Femtosecond gas-phase mega-electron-volt ultrafast electron diffraction

Abstract

The development of ultrafast gas electron diffraction with nonrelativistic electrons has enabled the determination of molecular structures with atomic spatial resolution. It has, however, been challenging to break the picosecond temporal resolution barrier and achieve the goal that has long been envisioned-making space- and-time resolved molecular movies of chemical reaction in the gas-phase. Recently, an ultrafast electron diffraction (UED) apparatus using mega-electron-volt (MeV) electrons was developed at the SLAC National Accelerator Laboratory for imaging ultrafast structural dynamics of molecules in the gas phase. The SLAC gas-phase MeV UED has achieved 65 fs root mean square temporal resolution, 0.63 Å spatial resolution, and 0.22 Å^-1 reciprocal-space resolution. Such high spatial-temporal resolution has enabled the capturing of real-time molecular movies of fundamental photochemical mechanisms, such as chemical bond breaking, ring opening, and a nuclear wave packet crossing a conical intersection. In this paper, the design that enables the high spatial-temporal resolution of the SLAC gas phase MeV UED is presented. The compact design of the differential pump section of the SLAC gas phase MeV UED realized five orders-of-magnitude vacuum isolation between the electron source and gas sample chamber.
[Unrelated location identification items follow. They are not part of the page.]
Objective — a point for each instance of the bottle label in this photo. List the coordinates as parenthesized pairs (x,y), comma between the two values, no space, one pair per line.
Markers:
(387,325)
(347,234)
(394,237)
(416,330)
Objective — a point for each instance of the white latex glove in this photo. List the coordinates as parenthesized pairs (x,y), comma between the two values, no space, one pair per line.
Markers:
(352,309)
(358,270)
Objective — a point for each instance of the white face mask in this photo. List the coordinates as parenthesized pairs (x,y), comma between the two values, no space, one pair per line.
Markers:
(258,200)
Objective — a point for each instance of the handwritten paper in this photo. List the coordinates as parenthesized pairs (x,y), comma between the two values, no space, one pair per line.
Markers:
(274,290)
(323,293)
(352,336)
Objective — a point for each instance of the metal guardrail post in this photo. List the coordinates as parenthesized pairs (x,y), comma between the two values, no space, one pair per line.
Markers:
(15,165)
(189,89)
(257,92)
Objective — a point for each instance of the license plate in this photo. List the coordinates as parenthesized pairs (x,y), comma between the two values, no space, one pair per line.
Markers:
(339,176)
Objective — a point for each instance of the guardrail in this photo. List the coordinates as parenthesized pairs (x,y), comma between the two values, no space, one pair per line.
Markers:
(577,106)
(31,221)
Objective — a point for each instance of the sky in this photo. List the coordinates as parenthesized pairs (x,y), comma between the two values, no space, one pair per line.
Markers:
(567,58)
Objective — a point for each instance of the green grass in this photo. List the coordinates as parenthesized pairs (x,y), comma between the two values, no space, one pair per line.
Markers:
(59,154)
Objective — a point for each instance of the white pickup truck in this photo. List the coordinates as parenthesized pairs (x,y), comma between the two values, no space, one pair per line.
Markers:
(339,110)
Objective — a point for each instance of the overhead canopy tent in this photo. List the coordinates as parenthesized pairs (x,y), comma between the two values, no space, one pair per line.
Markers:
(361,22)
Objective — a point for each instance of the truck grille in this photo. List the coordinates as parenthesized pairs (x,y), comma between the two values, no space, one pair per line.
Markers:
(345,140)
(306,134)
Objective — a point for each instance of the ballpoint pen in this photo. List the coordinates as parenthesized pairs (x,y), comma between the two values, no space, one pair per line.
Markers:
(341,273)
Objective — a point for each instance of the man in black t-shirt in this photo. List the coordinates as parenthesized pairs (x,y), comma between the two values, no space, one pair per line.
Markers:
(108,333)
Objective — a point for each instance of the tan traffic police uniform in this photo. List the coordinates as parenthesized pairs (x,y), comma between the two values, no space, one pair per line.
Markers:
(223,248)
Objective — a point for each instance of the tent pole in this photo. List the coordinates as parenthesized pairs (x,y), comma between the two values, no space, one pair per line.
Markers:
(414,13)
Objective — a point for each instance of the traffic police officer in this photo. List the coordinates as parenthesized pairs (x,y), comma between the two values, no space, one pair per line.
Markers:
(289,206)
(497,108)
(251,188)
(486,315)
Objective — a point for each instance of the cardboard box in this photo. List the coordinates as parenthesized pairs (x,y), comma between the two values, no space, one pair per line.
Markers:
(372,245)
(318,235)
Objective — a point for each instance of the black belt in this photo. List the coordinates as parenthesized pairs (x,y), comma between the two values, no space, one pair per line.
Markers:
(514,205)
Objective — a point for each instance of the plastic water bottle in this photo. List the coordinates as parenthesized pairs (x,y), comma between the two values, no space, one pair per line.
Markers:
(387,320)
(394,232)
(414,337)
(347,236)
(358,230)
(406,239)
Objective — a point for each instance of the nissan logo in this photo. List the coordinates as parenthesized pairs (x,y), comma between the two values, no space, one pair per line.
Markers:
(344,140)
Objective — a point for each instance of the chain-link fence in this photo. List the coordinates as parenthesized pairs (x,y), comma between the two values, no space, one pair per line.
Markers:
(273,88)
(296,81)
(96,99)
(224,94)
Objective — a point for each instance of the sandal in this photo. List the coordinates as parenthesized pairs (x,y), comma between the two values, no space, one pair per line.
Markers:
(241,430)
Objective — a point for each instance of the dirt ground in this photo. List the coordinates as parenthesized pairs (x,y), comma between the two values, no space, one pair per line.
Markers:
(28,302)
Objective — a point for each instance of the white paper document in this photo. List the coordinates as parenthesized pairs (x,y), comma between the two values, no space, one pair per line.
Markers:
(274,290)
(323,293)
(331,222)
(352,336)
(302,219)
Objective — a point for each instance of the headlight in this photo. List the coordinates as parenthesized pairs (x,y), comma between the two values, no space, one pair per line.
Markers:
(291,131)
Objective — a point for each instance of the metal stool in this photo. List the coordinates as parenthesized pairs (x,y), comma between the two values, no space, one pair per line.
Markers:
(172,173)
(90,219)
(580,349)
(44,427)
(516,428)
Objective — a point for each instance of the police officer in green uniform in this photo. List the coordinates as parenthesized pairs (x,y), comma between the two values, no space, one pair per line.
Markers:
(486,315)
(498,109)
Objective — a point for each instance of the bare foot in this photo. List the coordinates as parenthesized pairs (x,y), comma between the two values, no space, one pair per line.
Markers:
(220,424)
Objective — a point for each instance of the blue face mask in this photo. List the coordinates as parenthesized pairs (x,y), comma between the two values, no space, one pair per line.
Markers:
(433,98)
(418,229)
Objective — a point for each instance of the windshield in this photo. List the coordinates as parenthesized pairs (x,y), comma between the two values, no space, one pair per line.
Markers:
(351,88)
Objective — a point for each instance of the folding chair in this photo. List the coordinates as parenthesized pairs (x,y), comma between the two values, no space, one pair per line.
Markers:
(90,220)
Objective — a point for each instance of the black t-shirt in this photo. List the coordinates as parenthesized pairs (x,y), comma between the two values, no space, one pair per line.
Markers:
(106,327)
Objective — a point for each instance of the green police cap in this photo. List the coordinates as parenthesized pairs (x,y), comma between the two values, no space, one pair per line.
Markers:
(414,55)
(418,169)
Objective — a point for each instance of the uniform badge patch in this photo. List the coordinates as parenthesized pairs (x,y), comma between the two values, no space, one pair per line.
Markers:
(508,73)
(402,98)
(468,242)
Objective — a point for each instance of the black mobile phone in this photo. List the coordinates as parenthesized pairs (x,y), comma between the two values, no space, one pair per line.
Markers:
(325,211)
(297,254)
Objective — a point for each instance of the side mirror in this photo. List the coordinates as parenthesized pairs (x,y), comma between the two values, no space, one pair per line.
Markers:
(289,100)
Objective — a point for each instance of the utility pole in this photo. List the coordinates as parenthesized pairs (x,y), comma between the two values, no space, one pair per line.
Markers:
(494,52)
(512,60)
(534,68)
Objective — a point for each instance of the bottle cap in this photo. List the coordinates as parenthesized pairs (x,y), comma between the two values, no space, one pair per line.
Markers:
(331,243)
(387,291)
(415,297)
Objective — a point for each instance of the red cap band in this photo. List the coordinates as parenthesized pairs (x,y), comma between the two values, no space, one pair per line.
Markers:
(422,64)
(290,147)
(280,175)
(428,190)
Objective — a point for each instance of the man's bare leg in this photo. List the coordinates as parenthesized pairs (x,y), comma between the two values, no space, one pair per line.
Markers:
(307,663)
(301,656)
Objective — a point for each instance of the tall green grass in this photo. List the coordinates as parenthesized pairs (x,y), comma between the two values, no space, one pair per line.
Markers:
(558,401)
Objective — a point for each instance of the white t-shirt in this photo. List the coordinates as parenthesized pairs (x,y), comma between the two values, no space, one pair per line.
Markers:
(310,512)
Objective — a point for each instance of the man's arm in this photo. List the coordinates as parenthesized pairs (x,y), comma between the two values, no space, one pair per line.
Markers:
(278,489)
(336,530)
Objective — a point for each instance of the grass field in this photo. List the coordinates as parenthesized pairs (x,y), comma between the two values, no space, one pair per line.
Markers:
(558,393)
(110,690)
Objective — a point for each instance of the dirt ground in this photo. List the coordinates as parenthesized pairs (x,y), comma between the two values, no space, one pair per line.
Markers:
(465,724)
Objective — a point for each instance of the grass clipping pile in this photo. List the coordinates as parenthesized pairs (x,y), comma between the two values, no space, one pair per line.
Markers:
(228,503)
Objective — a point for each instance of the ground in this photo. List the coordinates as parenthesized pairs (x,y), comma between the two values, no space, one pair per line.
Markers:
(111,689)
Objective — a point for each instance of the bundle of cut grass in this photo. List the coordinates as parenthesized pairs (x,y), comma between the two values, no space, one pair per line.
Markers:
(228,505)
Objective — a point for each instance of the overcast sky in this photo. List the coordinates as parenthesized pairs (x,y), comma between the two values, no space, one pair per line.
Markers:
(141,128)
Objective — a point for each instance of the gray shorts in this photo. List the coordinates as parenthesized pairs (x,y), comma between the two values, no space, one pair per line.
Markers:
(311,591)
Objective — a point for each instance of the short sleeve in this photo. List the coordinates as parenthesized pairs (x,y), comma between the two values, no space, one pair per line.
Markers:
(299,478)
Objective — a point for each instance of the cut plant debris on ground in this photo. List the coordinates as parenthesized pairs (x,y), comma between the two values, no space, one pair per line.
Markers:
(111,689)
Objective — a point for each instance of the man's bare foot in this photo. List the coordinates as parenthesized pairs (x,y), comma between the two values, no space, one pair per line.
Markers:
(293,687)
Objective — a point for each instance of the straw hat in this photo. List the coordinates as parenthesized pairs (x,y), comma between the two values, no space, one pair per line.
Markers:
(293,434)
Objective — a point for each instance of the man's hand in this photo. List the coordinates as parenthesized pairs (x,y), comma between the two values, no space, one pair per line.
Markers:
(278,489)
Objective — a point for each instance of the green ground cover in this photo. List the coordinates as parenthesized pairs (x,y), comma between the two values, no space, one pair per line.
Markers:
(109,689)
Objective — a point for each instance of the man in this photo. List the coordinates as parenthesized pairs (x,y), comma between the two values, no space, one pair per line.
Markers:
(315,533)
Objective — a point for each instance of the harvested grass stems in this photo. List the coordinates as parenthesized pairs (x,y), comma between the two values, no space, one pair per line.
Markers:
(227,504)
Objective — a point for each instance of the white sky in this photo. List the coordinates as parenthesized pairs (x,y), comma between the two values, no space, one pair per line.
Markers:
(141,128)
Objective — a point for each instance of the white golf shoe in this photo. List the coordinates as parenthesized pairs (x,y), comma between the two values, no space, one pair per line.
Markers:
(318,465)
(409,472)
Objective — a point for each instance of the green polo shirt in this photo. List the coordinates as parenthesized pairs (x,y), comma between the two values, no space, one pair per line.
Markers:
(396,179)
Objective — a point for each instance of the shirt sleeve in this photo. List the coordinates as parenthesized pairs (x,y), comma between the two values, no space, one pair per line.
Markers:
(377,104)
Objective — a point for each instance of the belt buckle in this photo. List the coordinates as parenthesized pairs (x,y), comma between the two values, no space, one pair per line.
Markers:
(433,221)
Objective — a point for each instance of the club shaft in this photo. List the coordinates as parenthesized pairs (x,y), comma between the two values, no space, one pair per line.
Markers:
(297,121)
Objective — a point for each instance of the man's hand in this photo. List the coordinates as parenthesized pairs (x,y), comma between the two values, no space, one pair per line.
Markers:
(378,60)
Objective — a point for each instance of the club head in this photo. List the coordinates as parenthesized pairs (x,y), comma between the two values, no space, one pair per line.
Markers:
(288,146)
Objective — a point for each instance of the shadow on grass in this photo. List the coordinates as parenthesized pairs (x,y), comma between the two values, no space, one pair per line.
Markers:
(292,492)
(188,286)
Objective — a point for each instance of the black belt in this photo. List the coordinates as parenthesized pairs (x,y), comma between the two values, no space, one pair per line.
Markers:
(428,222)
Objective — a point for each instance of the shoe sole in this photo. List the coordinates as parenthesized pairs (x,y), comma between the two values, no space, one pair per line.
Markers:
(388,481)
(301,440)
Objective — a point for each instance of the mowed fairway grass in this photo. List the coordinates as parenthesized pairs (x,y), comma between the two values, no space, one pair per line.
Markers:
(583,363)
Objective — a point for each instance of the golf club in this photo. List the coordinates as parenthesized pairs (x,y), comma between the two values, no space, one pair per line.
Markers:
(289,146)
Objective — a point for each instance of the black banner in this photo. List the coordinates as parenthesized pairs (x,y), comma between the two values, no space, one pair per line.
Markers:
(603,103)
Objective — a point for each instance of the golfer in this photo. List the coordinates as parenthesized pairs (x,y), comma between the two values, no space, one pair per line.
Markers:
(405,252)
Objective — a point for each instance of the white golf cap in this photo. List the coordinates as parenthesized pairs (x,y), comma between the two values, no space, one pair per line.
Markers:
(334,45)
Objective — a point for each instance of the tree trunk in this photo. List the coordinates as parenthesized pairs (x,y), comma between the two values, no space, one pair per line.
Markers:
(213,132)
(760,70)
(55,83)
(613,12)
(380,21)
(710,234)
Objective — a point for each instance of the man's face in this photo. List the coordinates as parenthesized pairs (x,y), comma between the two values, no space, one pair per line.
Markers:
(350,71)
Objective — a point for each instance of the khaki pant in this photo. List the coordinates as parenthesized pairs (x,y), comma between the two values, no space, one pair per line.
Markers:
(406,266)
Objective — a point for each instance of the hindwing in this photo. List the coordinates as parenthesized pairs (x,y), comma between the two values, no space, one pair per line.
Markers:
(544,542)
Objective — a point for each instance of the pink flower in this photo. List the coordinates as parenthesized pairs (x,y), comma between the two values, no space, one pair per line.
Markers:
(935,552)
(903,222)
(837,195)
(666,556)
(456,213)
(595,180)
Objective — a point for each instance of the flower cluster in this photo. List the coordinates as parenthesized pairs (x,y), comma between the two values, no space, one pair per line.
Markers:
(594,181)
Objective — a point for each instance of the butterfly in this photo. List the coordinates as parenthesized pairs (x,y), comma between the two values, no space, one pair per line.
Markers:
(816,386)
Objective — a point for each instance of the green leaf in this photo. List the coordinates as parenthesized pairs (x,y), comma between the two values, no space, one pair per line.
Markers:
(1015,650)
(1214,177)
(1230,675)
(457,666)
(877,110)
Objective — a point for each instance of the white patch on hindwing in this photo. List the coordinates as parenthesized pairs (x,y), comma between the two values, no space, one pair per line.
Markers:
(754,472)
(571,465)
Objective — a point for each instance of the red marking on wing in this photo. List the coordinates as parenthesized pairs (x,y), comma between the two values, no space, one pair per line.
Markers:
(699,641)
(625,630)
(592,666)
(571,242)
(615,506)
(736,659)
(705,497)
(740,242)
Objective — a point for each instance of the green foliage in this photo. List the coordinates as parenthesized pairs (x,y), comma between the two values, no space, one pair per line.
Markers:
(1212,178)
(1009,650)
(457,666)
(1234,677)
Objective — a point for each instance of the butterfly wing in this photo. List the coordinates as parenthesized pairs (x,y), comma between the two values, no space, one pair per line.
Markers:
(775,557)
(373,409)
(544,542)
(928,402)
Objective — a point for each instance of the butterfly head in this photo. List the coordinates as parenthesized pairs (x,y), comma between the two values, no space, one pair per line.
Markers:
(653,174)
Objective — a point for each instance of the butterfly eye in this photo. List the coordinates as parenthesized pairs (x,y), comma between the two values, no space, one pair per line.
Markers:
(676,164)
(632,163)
The spatial resolution, temporal resolution, and long-term stability of the apparatus are systematically characterized.

FIG. 1.

Schematic of the gas-phase MeV UED at SLAC.

FIG. 2.

Cross-sectional view of the gas chamber (top left), the invacuum electron detector module (top right), and the differential pumping section (bottom right).

FIG. 3.

Photographs and computer-aided design (CAD) drawings of the incoupling mirror, capillary assembly, interaction point, and cold-trap.

FIG. 4.

Comparison of the simulated and measured electron beam spot size, σ_FWHM, and the bunch length, τ_FWHM. The rectangles mark the positions of different apparatus components.

FIG. 5.

(a) Schematic of the interaction region in the gas-phase MeV UED sample chamber. Gas-phase CF₃I molecules from the gas nozzle form pulsed gas jet samples (green). An ultrafast 266 nm pump laser (purple) excites the CF₃I molecules, while a 3.7 MeV electron pulse (blue) probes the ultrafast structural dynamics from the excited CF₃I molecules. Diffraction patterns as a function of the time delay between the pump laser and the probe electron pulses are captured on the electron detector 3.2 m downstream of the interaction point. (b) A cartoon of the CF₃I photodissociation process.

FIG. 6.

Temporal resolution characterization by the time-resolved ultrafast CF₃I photodissociation dynamics. (a) The modified scattering intensity as a function of momentum transfer $s$ and pump-probe time delay $t$. (b) The red squares show the integrated intensities in the region between the two dashed lines (between s = 1.5 Å⁻¹ and s = 2.2 Å⁻¹) in panel (a), while the black solid curve shows a best fit of error function to the red squares. The FWHM of $143\pm 36$ fs gives the upper limit of the temporal resolution.

FIG. 7.

Spatial resolution characterization. (a) Experimental diffraction pattern of CF3I without laser excitation. (b) Modified scattering intensity (blue) extracted from (a) and from simulation (red). (c) The corresponding pair distribution functions from experiment (blue) and simulation (red). The inset shows a cartoon of the molecular structure for CF3I without laser excitation. The peaks corresponding to different bond lengths are labeled.

FIG. 8.

Reciprocal-space resolution characterization. (a) A typical electron diffraction pattern from a single crystal gold sample. (b) A zoom-in view of the (200) Bragg reflection with Gaussian fitted FWHM of 0.22 Å⁻¹ as the upper limit of the reciprocal-space resolution.

FIG. 9.

Diffraction pattern centroid jitter in a typical UGED experimental run over 6 h. (a) Time trace of the horizontal (red) and vertical (blue) centroid jitter. (b) Corresponding histograms for the horizontal (red) and vertical (blue) centroid jitter. An rms position pointing jitter of 0.42 pixel corresponding to 14 μm is demonstrated in both directions. The pointing jitter at the interaction points is expected to be better than 14 μm, as it is located 3.2 m upstream of the detector.

FIG. 10.

Characterization of pump-probe time-zero stability by the plasma lensing effect. (a) Top graph shows the electron beam profile on the electron detector before time-zero, while the bottom graph shows that at pump-probe time delay t = 600 fs. (b) Intensities of electrons diffracted by the plasma field (red circles) as a function of the pump-probe time delay. An error function (black curve) is fitted to the raw data to determine the onset of the process as a measurement of time-zero. (c) A trace of time-zero changeover one hour monitored by the plasma lensing technique. The error bars reflect the fitting uncertainty in the estimated time zero change.